CACHE FUSION is the amalgamation of cache from each node/instance participating in the RAC, but it is not any physically secured memory component which can be configured unlike the usual buffer cache (or other SGA components) which is local to each node/instance.
We know that every instance of the RAC database has its own local buffer cache which performs the usual cache functionality for that instance. Now there could be occasions when a transaction/user on instance A needs to access a data block which is being owned/locked by the other instance B. In such cases, the instance A will request instance B for that data block and hence accesses the block through the interconnect mechanism. This concept is known as CACHE FUSION where one instance can work on or access a data block in other instance's cache via the high speed interconnect.
Cache Fusion architecture helps resolve each possible type of contentions that could be thought of in a multi-node RAC setup.
Global Cache Service
Global Cache Service (GCS) is the heart of Cache Fusion concept. It is through GCS that data integrity in RAC is maintained when more than one instance need a particular data block. Instances look up to the GCS for fulfilling their data block needs.
GCS is responsible for:
- Tracking the data block
- Accepting the data block requests from instances
- Informing the holding instance to release the lock on the data block or ship a CR image
- Coordinating the shipping of data blocks as needed between the instance through the interconnect
- Informing the instances to keep or discard PIs
More about the above functions will be clear from the following discussion on contention. Please note that GCS is available in the form of the background process called LMS.
Past Image
The concept of Past Image is very specific to RAC setup. Consider an instance holding exclusive lock on a data block for updates. If some other instance in the RAC needs the block, the holding instance can send the block to the requesting instance (instead of writing it to disk) by keeping a PI (Past Image) of the block in its buffer cache. Basically, PI is the copy of the data block before the block is written to the disk.
- There can be more than one PI of the block at a time across the instances. In case there is some instance crash/failure in the RAC and a recovery is required, Oracle is able to re-construct the block using these Past Images from all the instances.
- When a block is written to the disk, all Past Images of that block across the instances are discarded. GCS informs all the instances to do this. At this time, the redo logs containing the redo for that data block can also be overwritten because they are no longer needed for recovery.
A consistent read is needed when a particular block is being accessed/modified by transaction T1 and at the same time another transaction T2 tries to access/read the block. If T1 has not been committed, T2 needs a consistent read (consistent to the non-modified state of the database) copy of the block to move ahead.

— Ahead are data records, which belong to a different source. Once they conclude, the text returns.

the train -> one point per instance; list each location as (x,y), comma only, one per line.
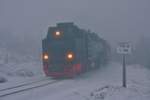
(68,50)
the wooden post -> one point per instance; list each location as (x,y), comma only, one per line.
(124,72)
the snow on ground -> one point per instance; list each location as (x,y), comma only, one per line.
(16,69)
(102,84)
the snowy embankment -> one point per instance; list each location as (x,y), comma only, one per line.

A CR copy is created using the UNDO data for that block. A sample series of steps for a CR in a normal setup would be:
- Process tries to read a data block
- Finds an active transaction in the block
- Then checks the UNDO segment to see if the transaction has been committed or not
- If the transaction has been committed, it creates the REDO records and reads the block
- If the transaction has not been committed, it creates a CR block for itself using the UNDO/ROLLBACK information.
- Creating a CR image in RAC is a bit different and can come with some I/O overheads. This is because the UNDO could be spread across instances and hence to build a CR copy of the block, the instance might has to visit UNDO segments on other instances and hence perform certain extra I/O
As mentioned above, CACHE FUSION helps resolve all the possible contentions that could happen between instances in a RAC setup. There are 3 possible contentions in a RAC setup which we are going to discuss in detail here with a mention of cache fusion where ever applicable.

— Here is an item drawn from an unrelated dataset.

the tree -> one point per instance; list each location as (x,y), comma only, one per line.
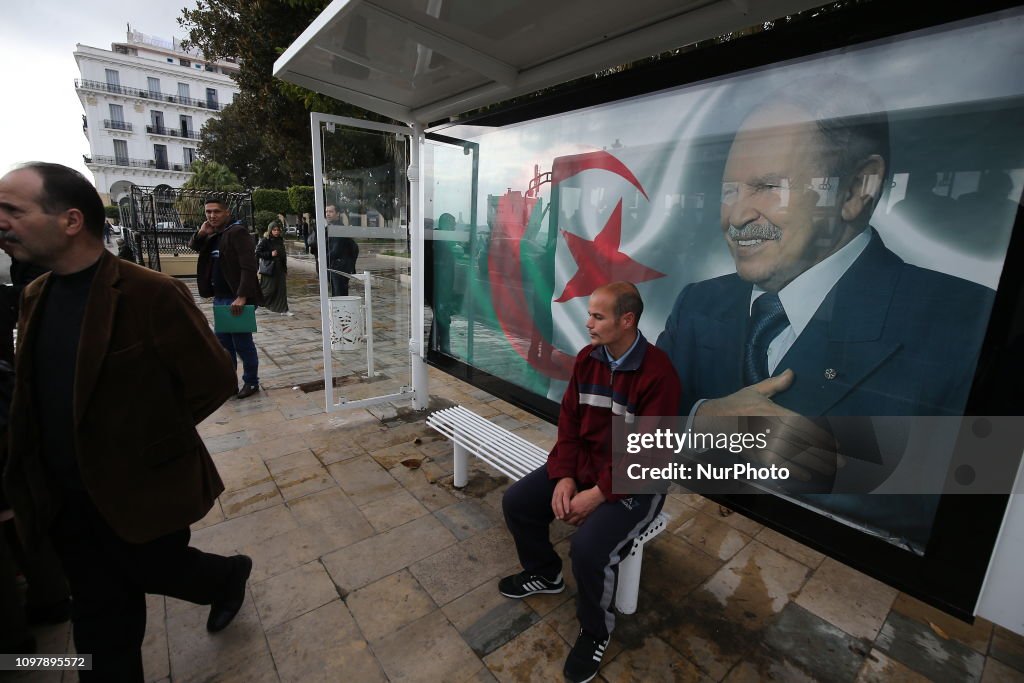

Our discussion thus far should help understand the following discussion on contentions and their resolutions better.
- Read/Read contention: Read-Read contention might not be a problem at all because the table/row will be in a shared lock mode for both transactions and none of them is trying an exclusive lock anyways.
- Read/Write contention: This one is interesting.

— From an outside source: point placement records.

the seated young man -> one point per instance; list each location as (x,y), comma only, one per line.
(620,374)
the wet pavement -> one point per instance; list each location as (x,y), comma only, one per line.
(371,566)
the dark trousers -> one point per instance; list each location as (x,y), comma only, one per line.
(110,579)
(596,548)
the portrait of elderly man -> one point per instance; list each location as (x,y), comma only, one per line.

Here is more about this contention and how the concept of cache fusion helps resolve this contention - A data block is in the buffer cache of instance A and is being updated. An exclusive lock has been acquired on it.
- After some time instance B is interested in reading that same data block and hence sends a request to GCS. So far so good - Read/Write contention has been induced
- GCS checks the availability of that data block and finds that instance A has acquired an exclusive lock. Hence, GCS asks instance A to release the block for instance B.
- Now there are two options - either instance A releases the lock on that block (if it no longer needs it) and lets instance B read the block from the disk OR instance A creates a CR image of the block in its own buffer cache and ships it to the requesting instance via interconnect
- The holding instance notifies the GCS accordingly (if the lock has been released or the CR image has been shipped)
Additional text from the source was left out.